What is the scope of the patent's protection?

The scope of Patent 4,761,237 extends to the chemical compound AFH itself and its application in specific chemical syntheses. The patent aims to prevent others from making, using, selling, or importing AFH, as well as from practicing the claimed methods of preparing AFH and using it as an intermediate.

The breadth of the claims is crucial. Claim 1, a composition of matter claim, provides broad protection for the molecule itself, regardless of how it is made or used. Claims 2, 3, and 4 define specific processes and applications, limiting the scope to those particular activities.

The patent's focus on AFH as a synthetic intermediate suggests its value lies in enabling the production of downstream APIs. Therefore, the patent's economic significance is tied to the market success and patent protection of the APIs that utilize AFH in their manufacturing process.

What is the status of Patent 4,761,237?

United States Patent 4,761,237 was granted on August 2, 1988. U.S. utility patents have a term of 20 years from the date on which the application for the patent was filed.

Filing Date: June 26, 1987
Grant Date: August 2, 1988
Patent Term Expiration: June 26, 2007

Therefore, U.S. Patent 4,761,237 is expired. This means the compound 1-acetyl-2-formylhydrazine and the claimed processes for its preparation and use as an intermediate are now in the public domain in the United States.

Who is the current assignee or owner of the patent?

The original assignee of U.S. Patent 4,761,237 is Rhone-Poulenc Sante. Rhone-Poulenc was a French pharmaceutical company that underwent several mergers and acquisitions. It was acquired by Hoechst AG in 1999, and its pharmaceutical operations were eventually integrated into Aventis, which was later acquired by Sanofi-Aventis in 2004.

Due to the patent's expiration, ownership is now primarily relevant for historical record-keeping. The rights to the invention have reverted to the public.

What is the patent landscape surrounding 1-acetyl-2-formylhydrazine and its uses?

Given that Patent 4,761,237 expired in 2007, the patent landscape for the core compound and its direct synthetic applications is open. This means that any entity can now freely manufacture, use, and sell 1-acetyl-2-formylhydrazine or employ the patented synthetic methods without infringing on this specific patent.

However, the landscape for downstream APIs synthesized using AFH remains complex. These APIs themselves are likely protected by separate, subsequently filed and granted patents. The key question for companies is not whether they can access AFH, but whether the final API product or its specific use is still under patent protection.

Key elements of the current landscape:

Generics Market: The expiration of foundational process patents like 4,761,237 is a prerequisite for the generic manufacturing of APIs that rely on those processes. Generic manufacturers can now source or produce AFH freely.
API-Specific Patents: Companies developing or manufacturing drugs that utilize AFH will have their own patent portfolios covering the API molecule, its formulations, and specific therapeutic uses. These are independent of Patent 4,761,237.
New Synthetic Routes: While Patent 4,761,237 covered a specific route to AFH and its use, inventors can develop and patent novel, non-obvious synthetic pathways to AFH or new applications of AFH that are not disclosed or claimed in the original patent.
International Patents: Patent protection is territorial. While U.S. Patent 4,761,237 has expired, equivalent patents in other jurisdictions may have different expiration dates. Companies operating internationally must consider patent terms in each relevant country.

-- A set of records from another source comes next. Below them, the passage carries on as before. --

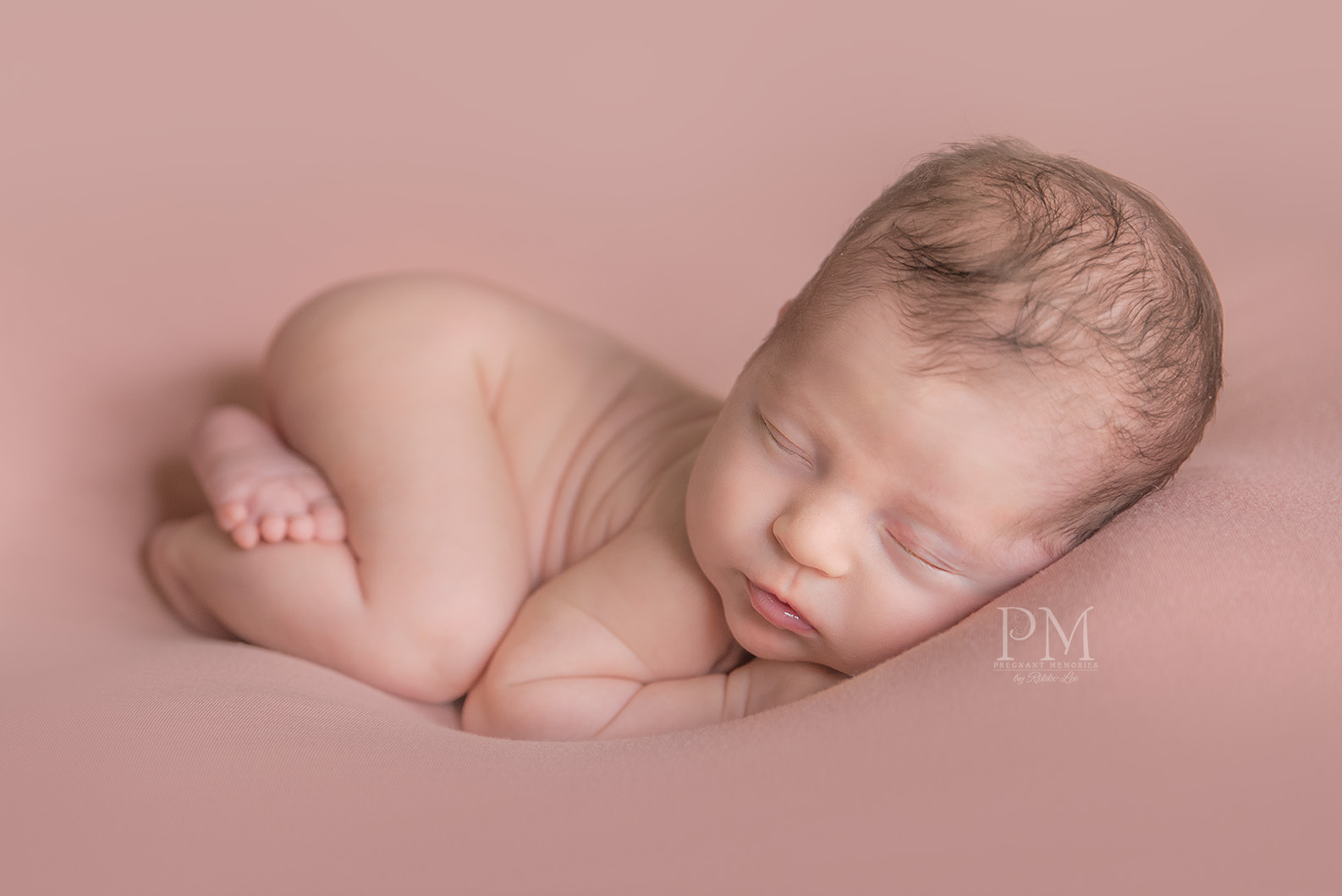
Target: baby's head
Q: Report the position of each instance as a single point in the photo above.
(1005, 350)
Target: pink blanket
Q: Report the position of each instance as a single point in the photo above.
(176, 179)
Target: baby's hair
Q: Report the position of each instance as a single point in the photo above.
(996, 250)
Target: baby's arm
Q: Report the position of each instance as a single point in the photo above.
(616, 646)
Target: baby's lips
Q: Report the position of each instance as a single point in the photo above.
(778, 612)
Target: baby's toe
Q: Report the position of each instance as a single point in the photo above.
(301, 529)
(246, 536)
(231, 514)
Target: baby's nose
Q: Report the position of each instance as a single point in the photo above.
(812, 533)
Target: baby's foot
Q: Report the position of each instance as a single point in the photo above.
(256, 486)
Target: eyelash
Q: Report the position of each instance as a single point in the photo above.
(778, 440)
(914, 556)
(784, 444)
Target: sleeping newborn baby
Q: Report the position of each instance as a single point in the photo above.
(463, 492)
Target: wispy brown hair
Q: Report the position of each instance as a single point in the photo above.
(996, 250)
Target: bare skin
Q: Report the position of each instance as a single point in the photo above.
(462, 492)
(441, 455)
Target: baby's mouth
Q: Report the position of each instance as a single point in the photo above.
(778, 611)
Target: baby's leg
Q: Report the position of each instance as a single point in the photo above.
(379, 384)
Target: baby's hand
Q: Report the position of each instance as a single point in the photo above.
(773, 683)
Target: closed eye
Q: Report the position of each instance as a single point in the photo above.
(783, 442)
(925, 563)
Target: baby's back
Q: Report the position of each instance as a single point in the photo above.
(586, 424)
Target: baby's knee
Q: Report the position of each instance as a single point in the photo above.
(430, 318)
(432, 667)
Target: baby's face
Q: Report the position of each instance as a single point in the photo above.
(847, 508)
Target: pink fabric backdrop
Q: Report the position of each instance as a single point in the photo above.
(176, 178)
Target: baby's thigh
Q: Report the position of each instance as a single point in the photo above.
(384, 384)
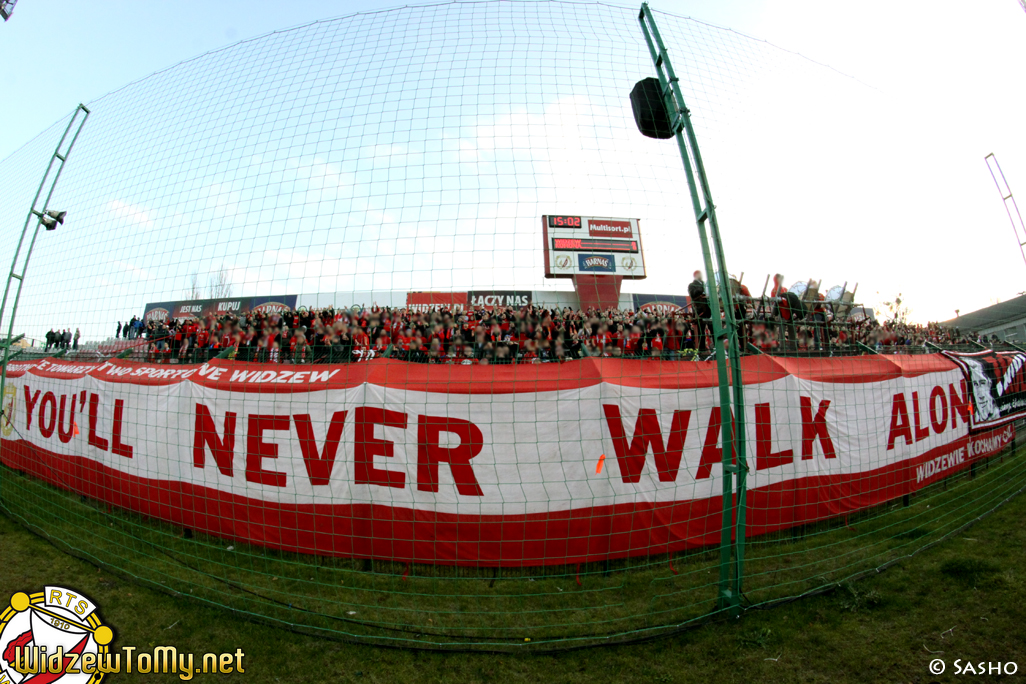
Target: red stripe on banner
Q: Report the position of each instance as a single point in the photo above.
(577, 535)
(648, 373)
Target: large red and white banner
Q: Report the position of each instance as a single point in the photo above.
(487, 465)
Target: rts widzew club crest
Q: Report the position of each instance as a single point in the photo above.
(46, 634)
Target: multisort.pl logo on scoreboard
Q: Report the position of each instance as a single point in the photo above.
(591, 244)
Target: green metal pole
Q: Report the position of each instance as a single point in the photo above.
(728, 362)
(58, 158)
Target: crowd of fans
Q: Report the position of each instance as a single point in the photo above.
(528, 334)
(63, 338)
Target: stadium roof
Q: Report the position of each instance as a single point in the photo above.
(1004, 313)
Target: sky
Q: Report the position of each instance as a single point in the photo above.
(946, 76)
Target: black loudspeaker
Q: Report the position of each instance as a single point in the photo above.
(649, 111)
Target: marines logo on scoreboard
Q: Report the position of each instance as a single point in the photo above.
(52, 636)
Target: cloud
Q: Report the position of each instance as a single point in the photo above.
(132, 214)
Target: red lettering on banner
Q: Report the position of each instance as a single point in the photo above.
(117, 446)
(764, 457)
(900, 425)
(430, 453)
(920, 433)
(30, 404)
(319, 463)
(63, 435)
(938, 425)
(46, 428)
(712, 453)
(959, 405)
(93, 439)
(258, 449)
(367, 446)
(813, 428)
(206, 436)
(647, 433)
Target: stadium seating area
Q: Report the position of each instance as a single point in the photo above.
(507, 335)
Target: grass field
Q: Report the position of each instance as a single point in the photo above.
(963, 599)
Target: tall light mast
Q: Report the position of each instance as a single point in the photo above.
(1010, 202)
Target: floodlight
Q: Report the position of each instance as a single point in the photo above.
(51, 218)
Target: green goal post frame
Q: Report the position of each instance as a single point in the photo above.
(732, 553)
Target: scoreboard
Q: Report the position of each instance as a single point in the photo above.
(592, 244)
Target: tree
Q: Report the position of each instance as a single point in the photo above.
(220, 285)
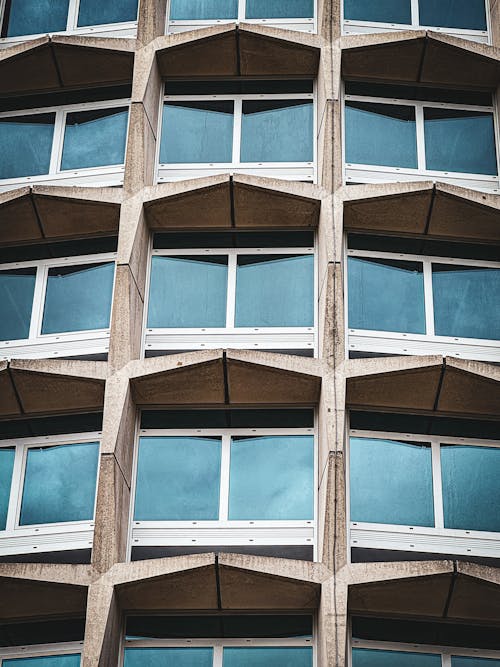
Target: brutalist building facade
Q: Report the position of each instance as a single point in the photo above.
(249, 333)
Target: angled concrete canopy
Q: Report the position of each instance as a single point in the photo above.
(61, 62)
(52, 213)
(420, 57)
(439, 211)
(237, 51)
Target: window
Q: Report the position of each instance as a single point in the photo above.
(57, 307)
(252, 132)
(410, 304)
(467, 19)
(74, 144)
(247, 297)
(401, 140)
(422, 493)
(47, 493)
(23, 18)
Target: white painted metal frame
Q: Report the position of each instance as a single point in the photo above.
(224, 532)
(90, 176)
(294, 171)
(262, 338)
(352, 27)
(362, 173)
(48, 537)
(385, 342)
(302, 24)
(124, 29)
(436, 539)
(63, 344)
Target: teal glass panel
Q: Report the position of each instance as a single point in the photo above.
(380, 134)
(382, 11)
(26, 143)
(277, 131)
(466, 301)
(178, 479)
(277, 9)
(16, 301)
(7, 455)
(471, 492)
(78, 298)
(386, 295)
(464, 14)
(363, 657)
(60, 483)
(99, 12)
(391, 482)
(197, 132)
(272, 478)
(461, 141)
(188, 292)
(203, 10)
(275, 291)
(95, 138)
(274, 656)
(33, 17)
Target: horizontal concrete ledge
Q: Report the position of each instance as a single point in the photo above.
(224, 202)
(439, 211)
(46, 213)
(420, 57)
(61, 62)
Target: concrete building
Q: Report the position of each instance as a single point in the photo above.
(249, 344)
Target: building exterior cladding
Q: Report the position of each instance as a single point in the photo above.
(361, 435)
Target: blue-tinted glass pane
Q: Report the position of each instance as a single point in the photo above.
(188, 292)
(26, 143)
(197, 132)
(275, 291)
(465, 14)
(471, 492)
(78, 298)
(391, 482)
(97, 12)
(277, 131)
(186, 10)
(168, 657)
(16, 301)
(272, 478)
(380, 134)
(6, 465)
(363, 657)
(32, 17)
(382, 11)
(466, 301)
(59, 484)
(178, 479)
(386, 295)
(277, 9)
(95, 138)
(462, 141)
(275, 656)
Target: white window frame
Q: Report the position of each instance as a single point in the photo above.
(362, 173)
(302, 24)
(261, 338)
(63, 344)
(386, 342)
(111, 175)
(420, 539)
(353, 27)
(294, 171)
(224, 532)
(48, 537)
(122, 29)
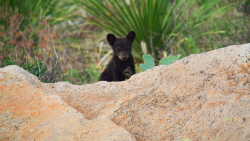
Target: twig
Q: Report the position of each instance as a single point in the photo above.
(38, 68)
(53, 69)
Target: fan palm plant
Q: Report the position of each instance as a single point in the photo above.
(154, 21)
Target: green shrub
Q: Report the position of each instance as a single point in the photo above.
(154, 21)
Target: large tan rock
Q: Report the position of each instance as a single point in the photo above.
(200, 97)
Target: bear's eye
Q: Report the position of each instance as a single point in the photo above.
(118, 49)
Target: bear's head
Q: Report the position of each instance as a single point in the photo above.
(122, 47)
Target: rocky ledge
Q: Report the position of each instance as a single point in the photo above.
(200, 97)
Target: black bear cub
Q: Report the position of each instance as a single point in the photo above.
(122, 64)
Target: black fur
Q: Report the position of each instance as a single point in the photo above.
(122, 64)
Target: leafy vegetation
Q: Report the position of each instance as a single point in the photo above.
(155, 21)
(32, 11)
(31, 31)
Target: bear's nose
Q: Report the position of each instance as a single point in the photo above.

A search of the patent literature reveals that while Patent 4,761,237 is expired, numerous other patents exist that may relate to:

Novel derivatives of AFH: Compounds that are structurally similar to AFH but modified.
Improved synthesis of AFH: Alternative or more efficient methods for producing AFH.
Downstream APIs: Patents claiming specific therapeutic agents that are synthesized using AFH as an intermediate. Examples might include certain antidiabetic drugs or antivirals where heterocyclic structures are central.

For example, a search for "1-acetyl-2-formylhydrazine" within patent databases will yield patents that cite or discuss this compound. Many of these will be related to APIs where AFH is a known or potential intermediate. The critical aspect for competitive analysis is to identify which final drug products are currently under valid patent protection and whether their manufacturing processes rely on the methods described in the expired U.S. Patent 4,761,237, or if they use alternative, patented routes.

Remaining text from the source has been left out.